Und es wäre nochmals zuwenig, in der Eucharistie nur die spirituellen Motive und die ethischen Imperative für unser persönliches Engagement zu suchen. In der Eucharistie beansprucht der Herr ein Stuck dieser unserer erfahrbaren Welt, damit es wirksames Zeichen seiner Gegenwart und damit der neuen Schöpfung werde. Ist es nicht an uns, aus dem Stück Welt, das wir in Händen tragen, ein für die Welt, für alle sichtbares Zeichen des Heiles zu gestalten, auf das wir hoffen? Sollen wir nicht in aller Ohnmacht und Vorläufigkeit erfahrbar machen, daß die Liebe stärker ist als die Verhältnisse und der Tod, als bloß menschliche Interessen und Ideale? Sicher können wir aus den Dimensionen der Eucharistie keinen Raster von Prinzipien machen, deren Komponenten die verläßliche Lösung für jede Frage konkreter christlicher Weltverantwortung ergeben. Aber angesichts eines jeden Problems die Frage zu stellen, wie sie sich verändert im Lichte des neuen, eucharistischen Wirklichkeits- [24] verständnisses, das könnte unsere Verantwortung und unsere Fantasie, unsere Erkenntnis und unsere Bereitschaft selbst neu werden lassen. Wir werden jedenfalls von einem eucharistischen Ansatz aus nicht mehr unser eigenes Interesse zum einzigen und ersten Maßstab des Handelns machen können, um nur nachträglich den Kompromiß der Egoismen zu suchen. Wir werden nicht mehr die Krisen und Schwierigkeiten notdürftig überkleistern, statt sie von innen her gemeinsam zu bestehen. Wir werden nicht mehr an die unverfügbaren Maßstäbe und Werte ein paar Konzessionen machen, sondern Lösungen suchen, die in der Überzeugung gründen, daß dort, wo das Göttliche wächst, auch das Menschliche wächst. Wir werden andere Politik machen, anders Wirtschaft und Kultur mitgestalten.

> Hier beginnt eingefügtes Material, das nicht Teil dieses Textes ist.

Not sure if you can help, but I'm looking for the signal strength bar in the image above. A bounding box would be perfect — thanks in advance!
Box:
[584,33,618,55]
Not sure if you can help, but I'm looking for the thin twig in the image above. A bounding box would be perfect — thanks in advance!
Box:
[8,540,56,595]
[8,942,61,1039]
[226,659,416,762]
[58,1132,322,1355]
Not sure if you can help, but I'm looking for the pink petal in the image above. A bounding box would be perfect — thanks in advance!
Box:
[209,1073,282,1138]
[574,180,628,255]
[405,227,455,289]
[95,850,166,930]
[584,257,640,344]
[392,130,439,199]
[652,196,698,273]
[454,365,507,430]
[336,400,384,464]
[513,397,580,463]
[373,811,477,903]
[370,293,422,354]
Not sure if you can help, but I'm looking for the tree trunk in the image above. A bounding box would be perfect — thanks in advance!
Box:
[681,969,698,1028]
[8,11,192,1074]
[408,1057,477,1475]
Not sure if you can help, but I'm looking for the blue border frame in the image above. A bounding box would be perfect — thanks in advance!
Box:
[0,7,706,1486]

Dies alles wird freilich nur in dem Ausmaß gelingen, als wir nicht nur anhand der Wahrheit von der Eucharistie über Probleme nachdenken, sondern lebendig Eucharistie feiern, ja Eucharistie sind. Wir müssen an uns erfahren, daß Liebe mehr vermag, um eine gesellschaftliche Ordnung zu verwirklichen, in welcher Liebe stärker ist als Verhaltnisse und Interessen. Solche gemeinsame Feier der Eucharistie, solches Sehenlernen im Licht der Eucharistie, solche Zuwendung zur Mitte des Glaubens und zum Horizont der Welt, das könnte ein Stück mehr Ereignis werden an Fronleichnam 1980 in Berlin.